Kohlezug bei Durchfahrt im Kraftwerk Lippendorf
Kohlezug der LMBV wenige Tage vor Einstellung des Bahnbetriebes im Kraftwerk Lippendorf


Jahrzehntelang waren Braunkohlebergbau und -verarbeitung der bestimmende Industriezweig in Mitteldeutschland. Tagebaue, Brikettfabriken, Karbochemische Industrie und Kraftwerke prägten das Bild der Landschaft.

Zum Transport der Kohle aus den Tagebauen in die Fabriken und Kraftwerke dienten die Gruben- und Kohleverbindungsbahnen. Während in der Anfangszeit der Kohleförderung die verarbeitenden Betriebe noch in der Nähe der Gruben lagen, so daß die Kohle mittels Ketten- oder Seilbahnen in die Fabriken gelangen konnte, wanderten die Gruben im Laufe der Zeit weiter. Es mußten also neue Lösungen für den Transport der Kohle und des Abraumes gefunden werden. Die Eisenbahn bot sich dafür an. Im Laufe der Jahre entstanden große Werkbahnnetze.  So im Bitterfelder Revier, im Geiseltal, im Deubener Revier, in der Lausitz und im Borna - Regiser Revier im Süden von Leipzig. Die Werkbahnnetze im Bitterfelder Revier  waren Normalspurig ausgelegt, im Geiseltaler Revier,  in der Lausitz und im Südraum Leipzig gab es neben den Normalspurigen Werkbahnen  auch große schmalspurige Netze auf 900mm Spurweite.  Diese Werkbahnnetze waren ab den 40er Jahren  zum größten Teil elektrifiziert. Die Fahrleitungsspannung der Werkbahn betrug auf der 900mm Spur 1200 V Gleichspannung, in den normalspurigen Netzen  1200V, später kamen auch Strecken mit 2400 V Fahrspannung hinzu. Auf diesen Strecken wurden spezielle El2 für zwei Spannungssysteme eingestezt. 
Eine Besonderheit bildete der Normalspurbetrieb Böhlen / Espenhain, hier betrug die Fahrspannung 1500 V Gleichspannung. 

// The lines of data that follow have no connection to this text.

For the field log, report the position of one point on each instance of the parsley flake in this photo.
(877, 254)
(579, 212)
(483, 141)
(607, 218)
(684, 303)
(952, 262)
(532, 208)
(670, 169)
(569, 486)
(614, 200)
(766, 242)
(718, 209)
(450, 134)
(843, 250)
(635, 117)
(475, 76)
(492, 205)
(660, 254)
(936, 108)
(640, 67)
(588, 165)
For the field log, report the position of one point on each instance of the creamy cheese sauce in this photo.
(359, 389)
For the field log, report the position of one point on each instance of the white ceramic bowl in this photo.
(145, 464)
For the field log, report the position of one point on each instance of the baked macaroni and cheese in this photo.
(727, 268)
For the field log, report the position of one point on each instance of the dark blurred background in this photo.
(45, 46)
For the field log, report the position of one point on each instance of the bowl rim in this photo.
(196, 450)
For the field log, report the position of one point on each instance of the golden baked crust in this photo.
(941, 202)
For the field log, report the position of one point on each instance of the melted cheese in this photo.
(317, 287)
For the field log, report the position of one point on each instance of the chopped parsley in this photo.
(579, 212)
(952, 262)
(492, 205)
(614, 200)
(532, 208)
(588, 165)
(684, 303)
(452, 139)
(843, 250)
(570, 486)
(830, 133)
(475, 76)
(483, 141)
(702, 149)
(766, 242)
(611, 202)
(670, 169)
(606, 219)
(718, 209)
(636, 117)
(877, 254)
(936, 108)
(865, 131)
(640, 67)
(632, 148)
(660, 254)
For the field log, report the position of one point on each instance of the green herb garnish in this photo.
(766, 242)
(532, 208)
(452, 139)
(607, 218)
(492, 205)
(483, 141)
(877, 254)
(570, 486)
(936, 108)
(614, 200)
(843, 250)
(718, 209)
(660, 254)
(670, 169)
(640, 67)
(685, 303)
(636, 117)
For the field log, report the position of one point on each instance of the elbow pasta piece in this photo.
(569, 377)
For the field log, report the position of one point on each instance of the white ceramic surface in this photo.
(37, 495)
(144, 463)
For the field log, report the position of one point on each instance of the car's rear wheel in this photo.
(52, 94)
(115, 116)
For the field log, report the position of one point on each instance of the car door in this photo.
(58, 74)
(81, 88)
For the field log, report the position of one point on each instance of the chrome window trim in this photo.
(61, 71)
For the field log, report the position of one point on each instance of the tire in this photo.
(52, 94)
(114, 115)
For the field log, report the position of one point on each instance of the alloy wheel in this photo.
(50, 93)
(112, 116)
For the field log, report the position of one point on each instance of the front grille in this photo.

Die einzigen heute noch existierenden normalspurigen Kohlebahnnetze befinden sich im Profen/Deubener Revier der  Mibrag, Sachsen/Anhalt sowie im Lausitzer Revier (ehemals LAUBAG, heute Vattenfall). Die schmalspurigen Gruben- und Kohlebahnen wurden von 1991 bis 1999 komplett stillgelegt und zurückgebaut.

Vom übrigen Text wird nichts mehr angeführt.